Maka, saya langsung sepakat ketika melihat sebuah kalimat yang terpampang jelas di Balai Desa Kracak : “Dari Desa Memandang Indonesia”. Desa adalah salah satu investaris kekayaan Indonesia. Bukan hanya landscape-nya saja yang mempesona, tapi kultur masyarakatnya mengandung berbagai nilai luhur yang kerap dilupakan oleh generasi saat ini.


Sebuah release informasi tentang diskusi nasional yang mampir ke ponsel-ku menjadi awal dari cerita kenapa saya malam itu ada di desa Kracak. Bukan hanya acara diskusinya saja yang menarik, tapi sebuah nama cukup membuatku antusias untuk menghadirinya. Pak Anies Baswedan, dikabarkan hadir untuk berdiskusi dengan masyarakat Kracak.

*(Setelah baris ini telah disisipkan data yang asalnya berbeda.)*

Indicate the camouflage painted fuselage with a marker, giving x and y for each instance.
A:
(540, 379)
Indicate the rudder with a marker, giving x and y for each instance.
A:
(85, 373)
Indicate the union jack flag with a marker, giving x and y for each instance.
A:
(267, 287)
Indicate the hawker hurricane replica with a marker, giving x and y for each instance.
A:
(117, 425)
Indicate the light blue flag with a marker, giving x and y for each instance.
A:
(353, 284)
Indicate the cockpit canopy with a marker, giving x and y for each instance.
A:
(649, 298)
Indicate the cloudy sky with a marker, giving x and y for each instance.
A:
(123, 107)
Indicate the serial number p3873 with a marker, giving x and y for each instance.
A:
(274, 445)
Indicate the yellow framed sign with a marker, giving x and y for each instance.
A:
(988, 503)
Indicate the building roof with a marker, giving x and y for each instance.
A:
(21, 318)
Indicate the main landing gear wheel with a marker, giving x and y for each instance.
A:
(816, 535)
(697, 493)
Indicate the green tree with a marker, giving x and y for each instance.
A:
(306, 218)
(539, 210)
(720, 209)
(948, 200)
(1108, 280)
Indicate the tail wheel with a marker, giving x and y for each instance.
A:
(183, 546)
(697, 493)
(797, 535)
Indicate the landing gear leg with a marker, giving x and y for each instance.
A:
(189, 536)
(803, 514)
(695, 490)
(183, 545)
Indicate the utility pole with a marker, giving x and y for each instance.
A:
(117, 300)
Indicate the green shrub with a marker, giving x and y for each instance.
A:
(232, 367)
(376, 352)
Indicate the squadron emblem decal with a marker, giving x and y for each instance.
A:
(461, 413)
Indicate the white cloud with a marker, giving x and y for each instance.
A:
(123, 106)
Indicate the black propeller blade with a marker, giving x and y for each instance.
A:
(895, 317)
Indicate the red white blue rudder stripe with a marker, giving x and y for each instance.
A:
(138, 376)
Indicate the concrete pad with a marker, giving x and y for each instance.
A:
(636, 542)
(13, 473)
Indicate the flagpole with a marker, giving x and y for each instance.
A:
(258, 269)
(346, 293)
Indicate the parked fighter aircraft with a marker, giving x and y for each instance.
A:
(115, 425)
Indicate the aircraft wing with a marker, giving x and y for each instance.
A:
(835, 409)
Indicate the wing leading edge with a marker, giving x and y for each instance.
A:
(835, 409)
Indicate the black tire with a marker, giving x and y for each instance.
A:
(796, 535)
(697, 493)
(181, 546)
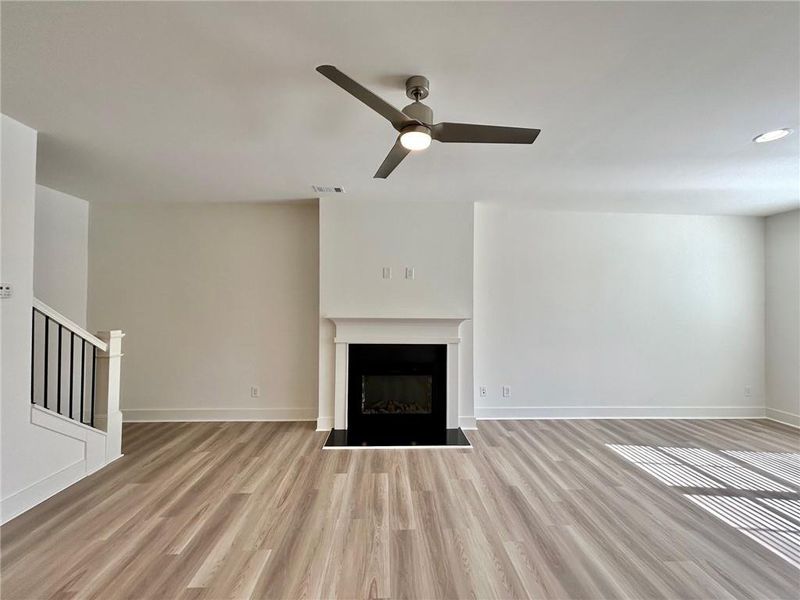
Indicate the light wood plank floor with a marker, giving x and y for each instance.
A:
(539, 509)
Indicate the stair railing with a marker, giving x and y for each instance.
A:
(77, 374)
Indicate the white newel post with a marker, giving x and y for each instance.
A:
(108, 415)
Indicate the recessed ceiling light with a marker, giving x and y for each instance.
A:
(771, 136)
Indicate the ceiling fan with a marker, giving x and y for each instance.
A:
(415, 121)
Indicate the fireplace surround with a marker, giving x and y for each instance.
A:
(396, 382)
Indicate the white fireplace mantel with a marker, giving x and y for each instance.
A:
(393, 330)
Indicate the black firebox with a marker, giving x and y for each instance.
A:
(397, 394)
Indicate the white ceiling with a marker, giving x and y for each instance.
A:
(644, 107)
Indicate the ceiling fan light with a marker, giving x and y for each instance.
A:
(415, 138)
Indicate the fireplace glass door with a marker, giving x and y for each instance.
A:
(397, 392)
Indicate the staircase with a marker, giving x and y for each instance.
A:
(74, 395)
(75, 378)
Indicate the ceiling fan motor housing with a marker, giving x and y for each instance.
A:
(418, 87)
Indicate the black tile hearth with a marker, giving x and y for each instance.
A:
(342, 438)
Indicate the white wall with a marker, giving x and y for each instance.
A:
(783, 317)
(618, 314)
(34, 462)
(60, 257)
(213, 298)
(359, 238)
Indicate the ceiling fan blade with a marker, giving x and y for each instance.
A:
(482, 134)
(396, 117)
(396, 154)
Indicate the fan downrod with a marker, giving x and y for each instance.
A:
(417, 87)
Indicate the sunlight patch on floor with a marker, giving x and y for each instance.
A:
(773, 522)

Sudah menjadi “insting jurnalis” saya ketika ada info tokoh nasional datang ke Purwokerto, saya akan melacak info tersebut dan melihat kemungkinan apakah bisa diundang juga ke mafaza. Sukur-sukur bisa ngisi diskusi atau talkshow di radio.hehe.

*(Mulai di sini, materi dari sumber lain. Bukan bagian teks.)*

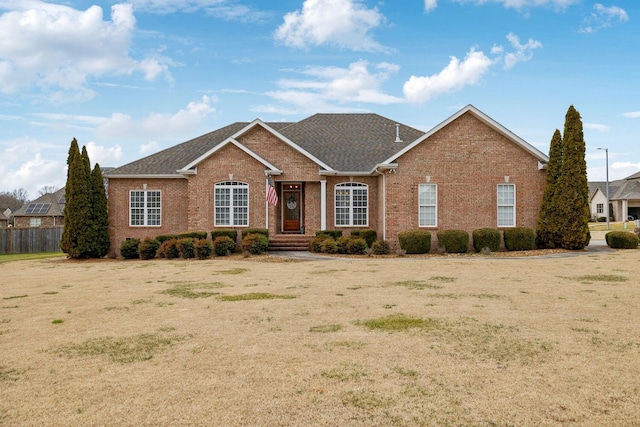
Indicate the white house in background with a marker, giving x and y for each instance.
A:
(624, 198)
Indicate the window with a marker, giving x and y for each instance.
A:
(352, 204)
(506, 205)
(144, 208)
(427, 205)
(231, 203)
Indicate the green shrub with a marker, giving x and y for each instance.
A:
(129, 248)
(255, 243)
(169, 249)
(368, 234)
(486, 238)
(380, 247)
(193, 235)
(415, 241)
(454, 241)
(357, 246)
(316, 243)
(204, 248)
(229, 232)
(334, 234)
(186, 247)
(223, 245)
(148, 248)
(329, 246)
(262, 231)
(343, 244)
(519, 239)
(164, 237)
(621, 240)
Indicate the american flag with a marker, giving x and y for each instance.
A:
(272, 196)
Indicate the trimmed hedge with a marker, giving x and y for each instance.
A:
(255, 243)
(129, 248)
(193, 235)
(148, 248)
(486, 238)
(186, 247)
(519, 239)
(334, 234)
(224, 245)
(380, 247)
(621, 240)
(262, 231)
(204, 248)
(229, 232)
(415, 241)
(369, 235)
(454, 241)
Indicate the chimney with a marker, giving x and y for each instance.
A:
(398, 133)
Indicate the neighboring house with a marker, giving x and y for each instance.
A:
(333, 171)
(46, 211)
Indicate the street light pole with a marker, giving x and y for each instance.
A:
(606, 155)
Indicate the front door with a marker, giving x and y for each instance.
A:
(291, 208)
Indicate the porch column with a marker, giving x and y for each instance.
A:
(323, 204)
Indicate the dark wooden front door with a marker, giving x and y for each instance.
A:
(292, 209)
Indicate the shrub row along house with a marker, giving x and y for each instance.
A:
(333, 171)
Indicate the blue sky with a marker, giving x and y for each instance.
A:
(128, 79)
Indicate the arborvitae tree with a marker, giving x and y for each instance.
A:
(77, 206)
(100, 241)
(548, 235)
(571, 197)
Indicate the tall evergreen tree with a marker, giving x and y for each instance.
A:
(100, 241)
(77, 206)
(571, 197)
(547, 234)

Tapi ternyata saya luput tak menyimpan nomor kontak pak Anies. Hape saya yang rusak beberapa waktu lalu membuat phonebook re-set. Untuk memintanya lagi ke teman-teman senior, saya agak sungkan. Bukan apa-apa, saya merasa tak enak saja jika selama ini jarang sowan tiba-tiba minta tolong untuk dikasih nomor kontak seorang tokoh. Tapi akhirnya saya memutuskan untuk menghubungi pak Geisz Chalifah (dengan sedikit basa-basi tentunya.hehe). Akhirnya didapat juga lah nomor kontak pribadi pak Anies. Entah saya yang terlalu pede atau apa, tanpa tedeng aling-aling saya sms pak Anies menanyakan agenda beliau di Ajibarang serta niat untuk mengundang beliau ke mafaza jika berkenan. Saya juga mengaktifkan search engine di jejaring sosial untuk mencari informasi tentang agenda pak Anies. Ternyata pak Anies sedang “roadshow” di Pantura.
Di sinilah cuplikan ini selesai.